La Iniciativa Democrática de España y las Américas (Grupo IDEA) afirmó que la investigación judicial contra el exgobernador de Baja California, Ernesto Ruffo Appel, constituye un acto de persecución política y una vulneración al debido proceso en el país.
A través de un comunicado firmado por al menos 25 exjefes de Estado y de Gobierno, la organización sostuvo que la privación de la libertad y el proceso penal contra el primer gobernador opositor electo en México atentan contra la presunción de inocencia y las garantías constitucionales.
El colectivo advirtió que la utilización del aparato de justicia para castigar la disidencia debilita las instituciones democráticas y el Estado de derecho, por lo que solicitó a la comunidad internacional mantener la vigilancia sobre el caso.
“Cuando la privación de la libertad se utiliza para castigar la disidencia, desacreditar públicamente a un adversario y convertir el aparato de justicia en mecanismo de intimidación, la condición de preso político deja de ser una consigna para convertirse en una grave denuncia sobre el deterioro del Estado de Derecho”, se puede leer en el posicionamiento firmado incluso por el expresidente de México, Felipe Calderón.
Responde fiscalía
Por su parte, la Fiscalía General de la República, (FGR) explicó que el exgobernador de Baja California no es perseguido por sus ideales o vínculos políticos y afirmó que se le investiga por su probable participación en las conductas delictivas.
De acuerdo con la FGR, las indagatorias iniciaron tras el hallazgo de 33 ferrotanques abandonados en Ramos Arizpe, Coahuila.

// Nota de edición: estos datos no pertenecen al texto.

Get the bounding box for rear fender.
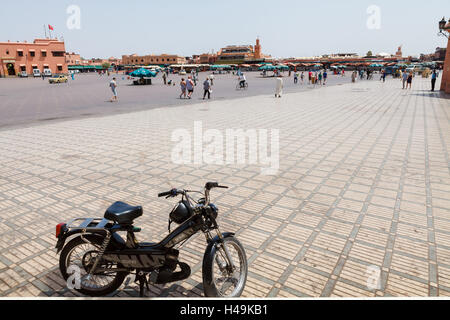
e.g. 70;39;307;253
55;230;126;254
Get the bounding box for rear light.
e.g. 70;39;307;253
56;223;66;238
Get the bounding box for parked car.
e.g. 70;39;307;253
44;69;52;77
48;74;68;83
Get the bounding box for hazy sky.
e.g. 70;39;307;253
0;0;450;58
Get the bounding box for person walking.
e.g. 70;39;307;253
180;78;186;99
402;71;408;89
203;78;211;100
406;72;413;90
186;77;194;99
431;69;437;91
380;69;386;82
109;78;118;102
275;77;283;98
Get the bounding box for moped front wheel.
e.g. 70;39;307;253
203;237;248;298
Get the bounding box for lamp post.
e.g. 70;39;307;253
438;18;450;93
438;17;450;39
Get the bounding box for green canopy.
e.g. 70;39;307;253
259;64;276;71
130;68;157;78
275;66;289;70
211;64;231;70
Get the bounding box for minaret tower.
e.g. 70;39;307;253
255;37;262;59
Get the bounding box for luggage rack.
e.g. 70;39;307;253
67;218;110;232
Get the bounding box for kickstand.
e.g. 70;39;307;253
138;275;150;298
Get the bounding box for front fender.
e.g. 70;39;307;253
203;232;235;266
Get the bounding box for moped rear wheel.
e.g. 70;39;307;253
203;237;248;298
59;236;128;297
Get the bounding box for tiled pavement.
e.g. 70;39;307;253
0;78;450;297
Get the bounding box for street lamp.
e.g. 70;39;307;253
438;17;450;39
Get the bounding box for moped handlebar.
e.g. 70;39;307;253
158;189;184;198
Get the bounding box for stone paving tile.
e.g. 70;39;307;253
0;79;450;298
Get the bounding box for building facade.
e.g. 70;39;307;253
216;39;270;64
0;39;68;77
441;26;450;93
122;54;186;66
66;52;83;66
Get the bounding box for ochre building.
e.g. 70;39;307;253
0;39;68;77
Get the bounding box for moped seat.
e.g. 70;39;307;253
105;201;143;224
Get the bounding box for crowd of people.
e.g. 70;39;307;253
105;69;439;102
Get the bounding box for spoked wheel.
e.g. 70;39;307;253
203;237;248;298
59;236;128;297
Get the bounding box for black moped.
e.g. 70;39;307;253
56;182;248;297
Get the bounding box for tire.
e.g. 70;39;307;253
59;235;128;297
202;237;248;298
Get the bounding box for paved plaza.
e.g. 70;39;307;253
0;77;450;298
0;72;349;130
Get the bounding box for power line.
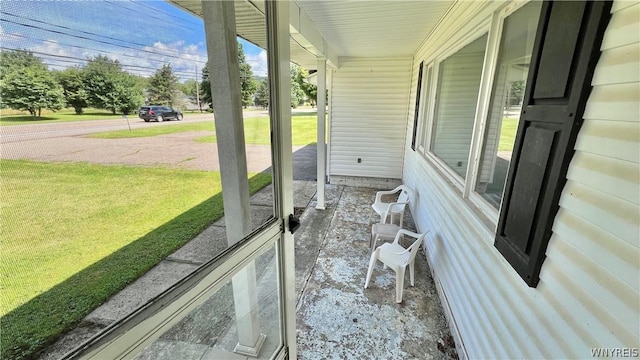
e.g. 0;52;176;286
104;0;202;29
0;11;202;57
0;19;206;64
3;48;200;76
4;34;204;67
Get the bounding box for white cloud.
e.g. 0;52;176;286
245;50;268;76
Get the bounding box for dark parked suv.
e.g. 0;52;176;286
138;105;182;122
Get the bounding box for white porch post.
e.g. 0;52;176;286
202;1;265;356
265;1;297;359
316;59;327;210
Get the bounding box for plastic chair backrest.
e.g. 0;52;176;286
398;186;411;202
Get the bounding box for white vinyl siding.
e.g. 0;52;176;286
329;58;411;179
403;1;640;358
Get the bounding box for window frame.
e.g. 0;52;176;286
416;60;435;157
464;0;535;225
421;25;491;194
416;0;533;225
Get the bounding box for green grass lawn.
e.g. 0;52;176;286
90;112;317;145
0;160;271;359
498;118;518;151
0;108;129;126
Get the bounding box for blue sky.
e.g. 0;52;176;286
0;0;267;80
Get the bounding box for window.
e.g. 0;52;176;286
475;2;542;209
418;63;433;154
429;34;487;179
420;1;611;286
495;1;611;286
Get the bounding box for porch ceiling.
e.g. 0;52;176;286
169;0;454;69
296;0;453;57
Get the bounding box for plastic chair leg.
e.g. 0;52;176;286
409;261;415;286
396;267;405;304
364;251;378;289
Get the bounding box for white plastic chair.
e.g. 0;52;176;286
371;185;413;227
369;206;400;254
364;229;426;303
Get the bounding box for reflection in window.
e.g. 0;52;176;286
475;1;541;209
430;34;487;178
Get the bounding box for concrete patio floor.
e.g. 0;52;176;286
41;181;457;359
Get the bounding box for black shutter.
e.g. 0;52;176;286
495;1;611;286
411;61;424;151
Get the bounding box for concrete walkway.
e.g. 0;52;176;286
41;181;455;359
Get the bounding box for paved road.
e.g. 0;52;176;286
0;111;315;180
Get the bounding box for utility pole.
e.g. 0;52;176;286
196;65;202;113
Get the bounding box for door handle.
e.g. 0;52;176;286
289;214;300;234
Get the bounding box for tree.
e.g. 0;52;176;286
200;42;258;107
200;63;213;108
254;79;269;108
84;55;144;114
0;51;64;117
291;63;318;105
147;64;179;106
289;63;305;108
55;67;89;115
178;79;200;96
238;42;258;108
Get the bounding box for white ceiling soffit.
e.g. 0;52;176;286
169;0;454;69
169;0;317;69
296;0;454;57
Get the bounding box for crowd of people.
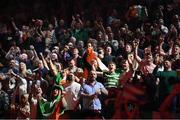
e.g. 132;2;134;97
0;0;180;119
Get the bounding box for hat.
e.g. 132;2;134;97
53;85;64;91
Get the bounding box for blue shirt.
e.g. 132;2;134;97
80;81;104;110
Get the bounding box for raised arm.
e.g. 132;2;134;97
40;53;49;70
133;40;142;63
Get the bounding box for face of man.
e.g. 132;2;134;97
173;46;180;55
90;71;97;81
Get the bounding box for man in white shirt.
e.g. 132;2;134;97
64;73;81;118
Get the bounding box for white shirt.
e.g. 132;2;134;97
65;81;81;110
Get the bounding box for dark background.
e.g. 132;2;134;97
0;0;172;23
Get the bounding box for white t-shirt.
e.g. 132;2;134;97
64;81;81;110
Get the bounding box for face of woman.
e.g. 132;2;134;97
53;89;61;97
173;46;180;55
122;60;129;70
19;63;26;70
125;45;132;53
164;60;171;69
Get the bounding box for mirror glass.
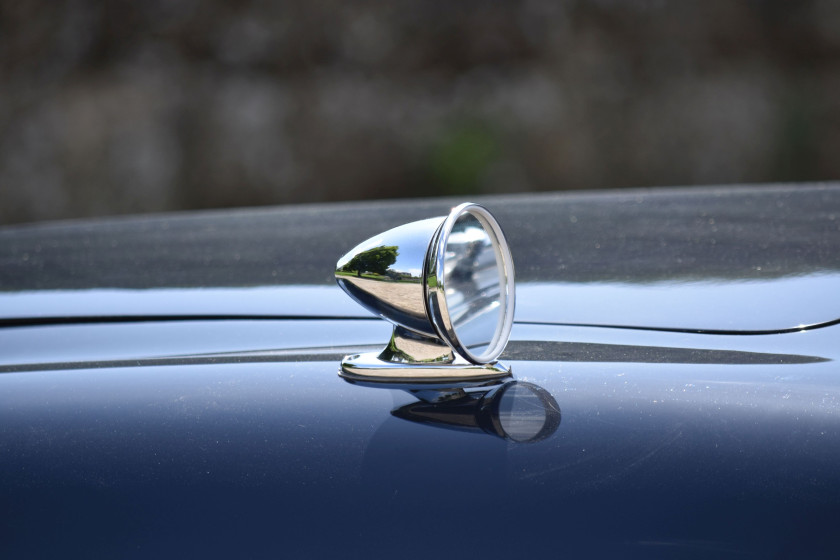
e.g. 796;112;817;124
444;212;505;359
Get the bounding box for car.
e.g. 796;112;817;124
0;183;840;558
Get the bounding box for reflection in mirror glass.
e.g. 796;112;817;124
444;212;504;356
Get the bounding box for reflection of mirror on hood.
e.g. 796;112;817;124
391;381;560;443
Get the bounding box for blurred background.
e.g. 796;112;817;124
0;0;840;224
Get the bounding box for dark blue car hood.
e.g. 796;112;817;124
0;186;840;559
0;185;840;332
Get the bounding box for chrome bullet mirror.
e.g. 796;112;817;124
335;203;515;381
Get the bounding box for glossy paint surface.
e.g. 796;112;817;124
0;187;840;558
0;184;840;331
0;321;840;558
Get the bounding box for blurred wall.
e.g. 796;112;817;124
0;0;840;223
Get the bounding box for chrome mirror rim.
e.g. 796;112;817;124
335;202;516;383
430;202;516;364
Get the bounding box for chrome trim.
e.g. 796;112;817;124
425;202;516;364
335;203;515;382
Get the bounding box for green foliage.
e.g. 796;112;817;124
341;245;399;277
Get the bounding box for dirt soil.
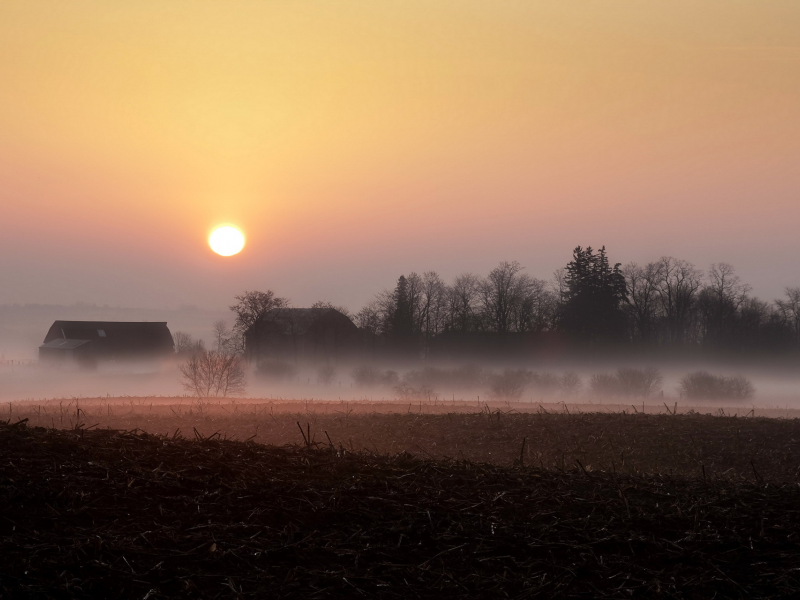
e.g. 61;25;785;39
0;413;800;599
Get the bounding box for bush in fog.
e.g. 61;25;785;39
317;365;336;385
589;373;621;396
558;371;583;396
394;381;435;400
489;369;532;400
529;373;561;394
402;365;485;392
589;367;664;398
678;371;756;400
256;360;297;380
180;351;246;398
352;365;400;387
172;331;206;356
616;367;664;398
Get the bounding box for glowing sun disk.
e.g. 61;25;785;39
208;225;244;256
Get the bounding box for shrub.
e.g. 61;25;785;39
489;369;532;400
256;360;297;380
352;365;400;387
678;371;756;400
317;365;336;385
589;367;664;398
180;351;246;398
616;367;664;398
530;373;561;394
558;371;583;396
589;373;620;396
402;365;485;392
394;381;435;400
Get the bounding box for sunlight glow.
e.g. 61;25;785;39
208;225;244;256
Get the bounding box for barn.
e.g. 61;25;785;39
244;308;362;362
39;321;174;362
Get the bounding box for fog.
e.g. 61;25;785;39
0;357;800;409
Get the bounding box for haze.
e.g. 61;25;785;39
0;0;800;310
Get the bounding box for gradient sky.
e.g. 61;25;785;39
0;0;800;309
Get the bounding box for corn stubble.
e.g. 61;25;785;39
0;405;800;598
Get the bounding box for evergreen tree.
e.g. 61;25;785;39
559;246;626;343
388;275;414;354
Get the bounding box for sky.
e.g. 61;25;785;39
0;0;800;310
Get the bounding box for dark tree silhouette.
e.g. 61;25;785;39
229;290;289;356
559;246;626;343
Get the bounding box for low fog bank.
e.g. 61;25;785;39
0;357;800;408
0;303;230;361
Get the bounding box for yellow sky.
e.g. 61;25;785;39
0;0;800;307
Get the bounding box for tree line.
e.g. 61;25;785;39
348;246;800;356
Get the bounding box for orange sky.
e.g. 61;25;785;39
0;0;800;309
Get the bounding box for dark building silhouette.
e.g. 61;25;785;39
244;308;363;361
39;321;174;363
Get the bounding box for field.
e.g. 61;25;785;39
0;399;800;598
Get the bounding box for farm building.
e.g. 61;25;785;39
244;308;362;361
39;321;174;362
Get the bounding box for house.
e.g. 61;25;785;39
39;321;174;363
244;308;362;362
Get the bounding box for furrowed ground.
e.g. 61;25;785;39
0;404;800;598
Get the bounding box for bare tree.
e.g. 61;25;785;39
658;256;703;344
446;273;481;332
214;319;234;353
180;351;246;398
418;271;447;353
622;262;662;344
775;287;800;344
229;290;289;355
480;261;555;334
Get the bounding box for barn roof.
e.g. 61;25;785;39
44;321;174;355
39;338;91;350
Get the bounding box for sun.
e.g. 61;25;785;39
208;225;244;256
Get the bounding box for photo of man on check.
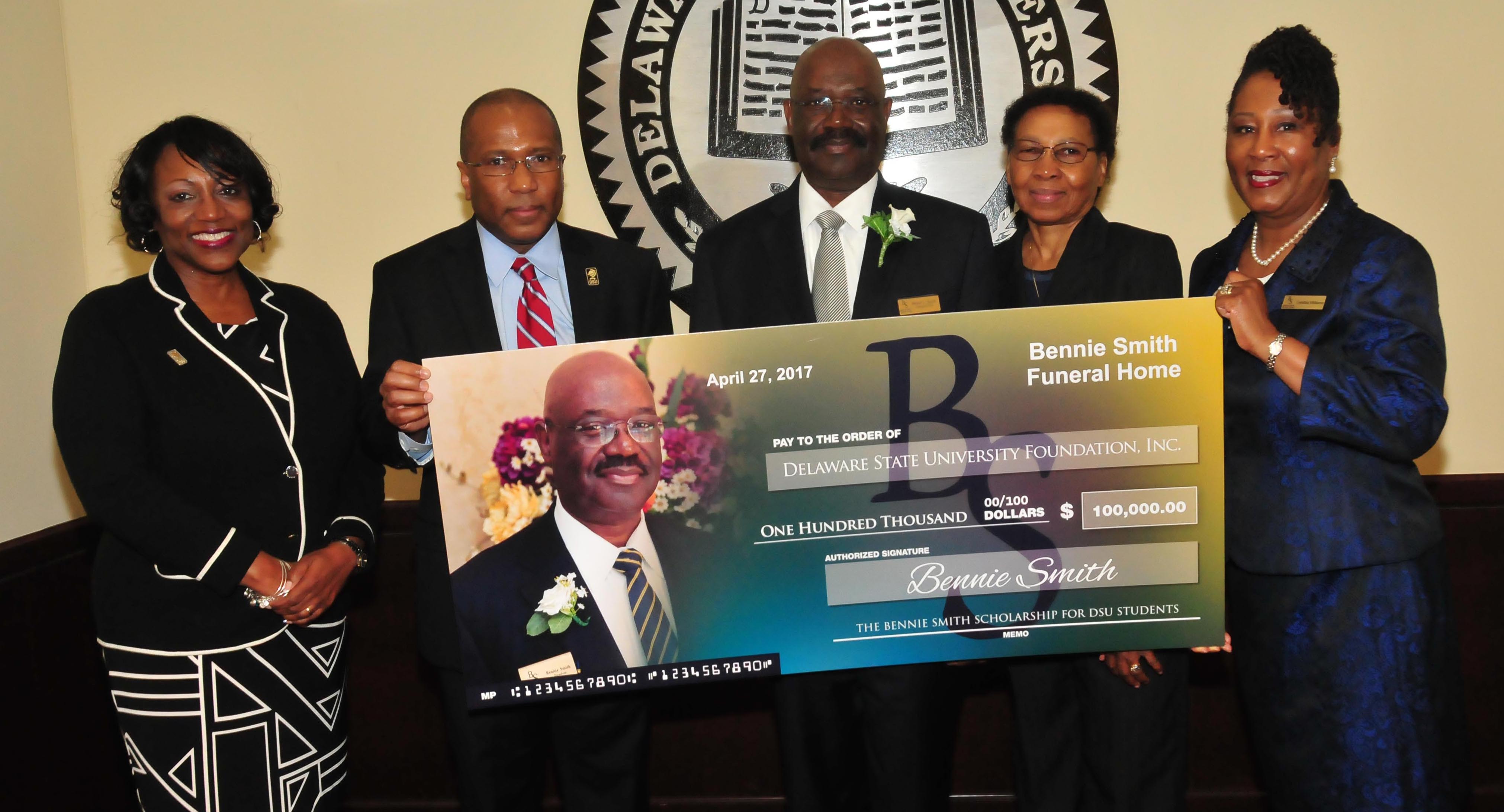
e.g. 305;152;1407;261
453;352;704;686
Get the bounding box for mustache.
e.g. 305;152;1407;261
809;126;868;149
592;454;648;477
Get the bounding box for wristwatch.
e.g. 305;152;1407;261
1263;332;1289;371
330;535;372;571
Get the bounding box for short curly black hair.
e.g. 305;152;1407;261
1227;26;1341;146
1003;84;1118;161
110;116;281;254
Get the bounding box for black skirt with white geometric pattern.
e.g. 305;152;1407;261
101;619;346;812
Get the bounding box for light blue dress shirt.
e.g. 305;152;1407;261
397;219;575;465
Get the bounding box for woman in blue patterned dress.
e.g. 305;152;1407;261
1190;27;1468;811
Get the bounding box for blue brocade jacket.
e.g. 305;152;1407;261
1190;180;1447;574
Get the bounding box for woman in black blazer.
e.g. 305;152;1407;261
996;86;1190;812
53;117;382;811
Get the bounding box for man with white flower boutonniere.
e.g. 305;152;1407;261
689;38;999;811
689;38;999;332
453;352;707;809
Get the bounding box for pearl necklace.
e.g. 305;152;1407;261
1248;199;1331;268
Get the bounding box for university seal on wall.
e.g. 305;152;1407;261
579;0;1118;284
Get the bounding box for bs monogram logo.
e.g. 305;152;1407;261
579;0;1118;284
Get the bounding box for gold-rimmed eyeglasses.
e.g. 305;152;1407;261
794;96;878;116
1014;141;1099;164
463;155;564;177
570;418;663;448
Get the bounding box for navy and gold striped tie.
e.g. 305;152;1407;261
615;547;678;665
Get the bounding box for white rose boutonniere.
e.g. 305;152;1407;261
528;573;589;638
862;206;919;268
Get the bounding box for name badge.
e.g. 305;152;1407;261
517;651;579;680
1280;296;1327;310
898;296;940;316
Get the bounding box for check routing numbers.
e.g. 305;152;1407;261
1027;335;1181;386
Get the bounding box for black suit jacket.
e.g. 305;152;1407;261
454;510;708;686
53;259;382;651
364;219;674;669
689;179;999;332
994;207;1182;307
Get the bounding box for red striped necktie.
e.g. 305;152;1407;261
511;257;559;349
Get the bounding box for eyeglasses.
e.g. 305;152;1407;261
794;96;878;117
1014;141;1101;164
463;155;564;177
570;418;663;448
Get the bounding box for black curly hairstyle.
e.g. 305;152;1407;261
1227;26;1341;146
1003;84;1118;161
110;116;281;254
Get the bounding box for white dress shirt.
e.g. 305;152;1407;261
798;173;880;314
397;219;575;465
553;501;678;668
475;219;575;349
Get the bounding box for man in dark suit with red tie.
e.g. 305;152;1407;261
364;89;672;812
690;38;999;812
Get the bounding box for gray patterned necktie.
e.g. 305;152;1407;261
811;209;851;322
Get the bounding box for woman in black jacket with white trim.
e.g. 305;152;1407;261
53;116;382;811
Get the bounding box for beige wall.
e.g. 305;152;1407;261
0;0;84;540
0;0;1504;538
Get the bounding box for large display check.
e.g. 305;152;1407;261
424;299;1223;707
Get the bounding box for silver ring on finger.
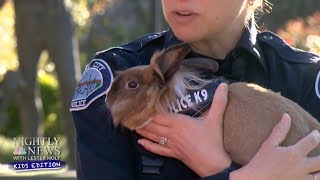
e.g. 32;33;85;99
159;137;168;147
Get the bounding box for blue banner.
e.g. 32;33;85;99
10;160;65;171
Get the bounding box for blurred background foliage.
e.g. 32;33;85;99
0;0;320;163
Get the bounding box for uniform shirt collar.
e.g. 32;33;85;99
163;21;267;71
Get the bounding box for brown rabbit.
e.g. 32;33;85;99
106;43;320;165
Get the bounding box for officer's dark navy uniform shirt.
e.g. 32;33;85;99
70;23;320;180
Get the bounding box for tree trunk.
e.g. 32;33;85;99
258;0;320;31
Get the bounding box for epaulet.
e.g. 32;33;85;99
96;31;167;55
257;31;320;63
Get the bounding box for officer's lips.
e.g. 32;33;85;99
171;11;198;24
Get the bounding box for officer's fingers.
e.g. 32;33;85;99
208;83;228;117
264;114;291;147
138;139;178;158
204;83;228;126
293;130;320;156
136;129;161;142
306;156;320;174
150;113;174;127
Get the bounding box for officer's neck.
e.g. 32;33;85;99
191;25;245;60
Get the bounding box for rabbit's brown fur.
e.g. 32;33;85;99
106;44;320;165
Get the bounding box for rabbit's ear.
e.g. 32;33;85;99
150;43;191;81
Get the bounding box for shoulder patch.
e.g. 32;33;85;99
70;59;113;111
314;71;320;99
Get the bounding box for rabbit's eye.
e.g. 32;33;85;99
127;81;138;89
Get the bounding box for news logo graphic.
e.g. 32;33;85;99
9;137;65;172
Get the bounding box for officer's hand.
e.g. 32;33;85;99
230;115;320;180
137;84;231;177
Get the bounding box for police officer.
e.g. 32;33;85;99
71;0;320;180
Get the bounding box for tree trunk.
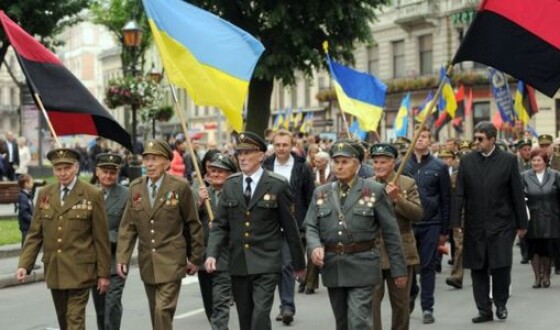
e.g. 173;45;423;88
245;78;273;136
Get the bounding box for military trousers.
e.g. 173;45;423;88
51;288;89;330
144;280;181;330
328;286;373;330
231;273;280;330
373;266;414;330
91;275;126;330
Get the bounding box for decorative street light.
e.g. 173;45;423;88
122;20;144;150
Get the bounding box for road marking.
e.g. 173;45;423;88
181;276;198;285
174;308;204;320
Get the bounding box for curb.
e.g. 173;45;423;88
0;251;138;289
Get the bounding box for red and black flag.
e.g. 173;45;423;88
0;10;132;150
452;0;560;97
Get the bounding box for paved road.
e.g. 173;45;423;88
0;251;560;330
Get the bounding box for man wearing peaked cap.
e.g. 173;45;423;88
91;153;128;329
304;140;407;329
371;143;422;329
117;140;203;330
16;148;110;329
205;132;305;330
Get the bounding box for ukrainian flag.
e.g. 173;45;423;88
143;0;264;131
327;46;387;132
393;93;410;137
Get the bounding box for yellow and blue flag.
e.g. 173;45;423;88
393;93;410;138
143;0;264;131
325;44;387;131
438;67;457;118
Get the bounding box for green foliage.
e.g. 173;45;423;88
0;219;21;245
0;0;88;47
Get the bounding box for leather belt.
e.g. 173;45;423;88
325;241;377;254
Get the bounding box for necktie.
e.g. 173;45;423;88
243;177;253;205
60;187;70;205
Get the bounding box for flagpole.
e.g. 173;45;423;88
33;93;62;148
393;64;453;183
169;84;214;224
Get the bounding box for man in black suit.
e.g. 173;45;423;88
454;122;527;323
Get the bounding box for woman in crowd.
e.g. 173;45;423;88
522;149;560;288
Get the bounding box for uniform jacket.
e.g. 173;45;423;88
403;154;451;235
456;147;527;269
522;169;560;238
105;184;128;275
19;180;111;289
117;174;203;284
263;153;315;231
379;173;423;269
207;169;305;276
305;177;407;287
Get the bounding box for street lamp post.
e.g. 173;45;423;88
122;20;144;148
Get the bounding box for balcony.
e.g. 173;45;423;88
395;0;439;31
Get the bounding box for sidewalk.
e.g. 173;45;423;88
0;244;138;289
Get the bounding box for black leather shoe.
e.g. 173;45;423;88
472;313;494;323
496;306;507;320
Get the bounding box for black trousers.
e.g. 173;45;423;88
471;263;511;314
231;273;278;330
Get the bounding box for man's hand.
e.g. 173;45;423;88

La evolución de las pesquisas permitió identificar una estructura empresarial interestatal orientada a la importación e introducción irregular de combustible, omitiendo la declaración de 90% del contenido real.
La FGR precisó que Ernesto “N” se incorporó en el 2018 al capital de la principal empresa importadora, donde llegó a desempeñarse como accionista y secretario del Consejo de Administración.
El expediente integra 96 datos de prueba periciales y documentales. Aunque inicialmente se imputó un perjuicio por 100 millones de pesos, el cruce de información aduanera proyecta un daño patrimonial superior a 4,000 millones de pesos.